Row level atomic MERGE REPLACE in BigQuery

2019-05-23 08:19发布

问题:

For my use case I'm working with data identifiable by unique key at the source exploded into n (non deterministic) number of target entries loaded into BigQuery tables for analytic purposes.

Building this ETL to use Mongo recent Change Stream feature I would like to drop all entries in BigQuery and then load the new entries atomically.

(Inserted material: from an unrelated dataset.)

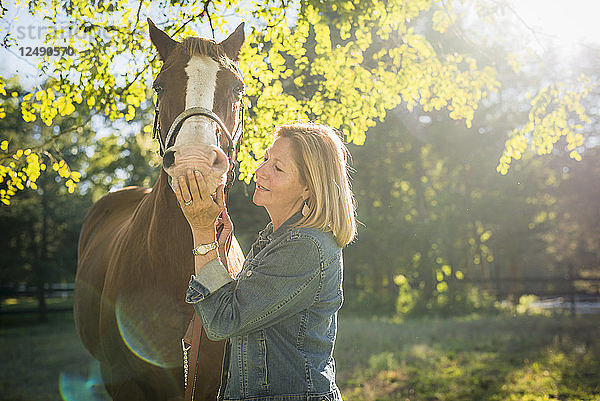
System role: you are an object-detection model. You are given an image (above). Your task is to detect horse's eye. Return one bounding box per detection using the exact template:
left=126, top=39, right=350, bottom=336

Exploring BigQuery DML I see a MERGE operation is supported, but only WHEN MATCHED THEN DELETE or WHEN MATCHED THEN UPDATE is possible.

I'm interested in a WHEN MATCHED THEN DELETE, AND FOLLOW BY AN INSERT operation.

How would I implement such ETL in BigQuery while remaining atomic or eventually consistent as possible in terms of data availability and correctness.


EDIT 1: I would like to provide a concrete example to elaborate.

The lowest granularity of uniqueness I have on this dataset is user_id. Rows are not uniquely identifiable.

Example

1.

Updated user object received from mongo change stream:

user={_id: "3", name="max", registered="2018-07-05" q=["a", "b", "c"]}

2.

Current BigQuery.user_q holds

| user_id | q |
...
|    3    | a |
|    3    | b |
...

3.

Transform code loads modified user object into BigQuery.user_q_incoming

| user_id | q |
|    3    | a |
|    3    | b |
|    3    | c |

4.

MERGE between user_q and user_q_incoming:

  1. 2 rows in user_q that belong to user_id 3 are DELETED
  2. 3 rows in user_q_incoming that belong to user_id 3 are INSERTED.
  3. Rest of the data (...) in user_q is left in place, unmodified.

5.

BigQuery.user_q holds

| user_id | q |
...
|    3    | a |
|    3    | b |
|    3    | c |
...

For example user might delete a question from his profile. Leaving the remaining rows to be q=["a", "c"]. I need this to translate into the BigQuery world view as well.

回答1:

INSERT is supported by BigQuery DML

A MERGE statement is a DML statement that can combine INSERT, UPDATE, and DELETE operations into a single statement and perform the operations atomically.

for example

MERGE dataset.Inventory T
USING dataset.NewArrivals S
ON FALSE
WHEN NOT MATCHED AND product LIKE '%washer%' THEN
  INSERT (product, quantity) VALUES(product, quantity)
WHEN NOT MATCHED BY SOURCE AND product LIKE '%washer%' THEN
  DELETE   

so, you should be good to go with your ETL

EDIT based on more specific details added to question

Ok, I see - I think in this case MERGE will not apply as INSERT can be done ONLY for NOT MATCH clause. Someone might figure out how to trick MERGE to work in this case, but meantime below solution does what you want to achieve - i think so :o)

CREATE OR REPLACE TABLE `project.dataset.user_q` (user_id INT64, q STRING) AS
SELECT * FROM `project.dataset.user_q`
WHERE NOT user_id IN (SELECT DISTINCT user_id FROM `project.dataset.user_q_incoming`)
UNION ALL
SELECT * FROM `project.dataset.user_q_incoming`
WHERE user_id IN (SELECT DISTINCT user_id FROM `project.dataset.user_q`)


回答2:

There is a similar question and one walk-around to make MERGE work (https://issuetracker.google.com/issues/35905927#comment9).

Basically, something like following should work,

MERGE `project.dataset.user_q` T
USING (
  SELECT *, false AS is_insert FROM `project.dataset.user_q_incoming`
UNION ALL
  SELECT *, true AS is_insert FROM `project.dataset.user_q_incoming`
) S
ON T.user_id = S.user_id and NOT is_insert
WHEN MATCHED THEN
  DELETE
WHEN NOT MATCHED AND is_insert THEN
  INSERT(user_id, q) VALUES(user_id, q)

Ideally, following is what you need, but it's not supported yet.

MERGE `project.dataset.user_q`
USING `project.dataset.user_q_incoming`
ON FALSE
WHEN NOT MATCHED BY TARGET THEN
  INSERT(user_id, q) VALUES(user_id, q)
WHEN NOT MATCHED BY SOURCE AND user_id in (SELECT user_id FROM `project.dataset.user_q_incoming`) THEN
  DELETE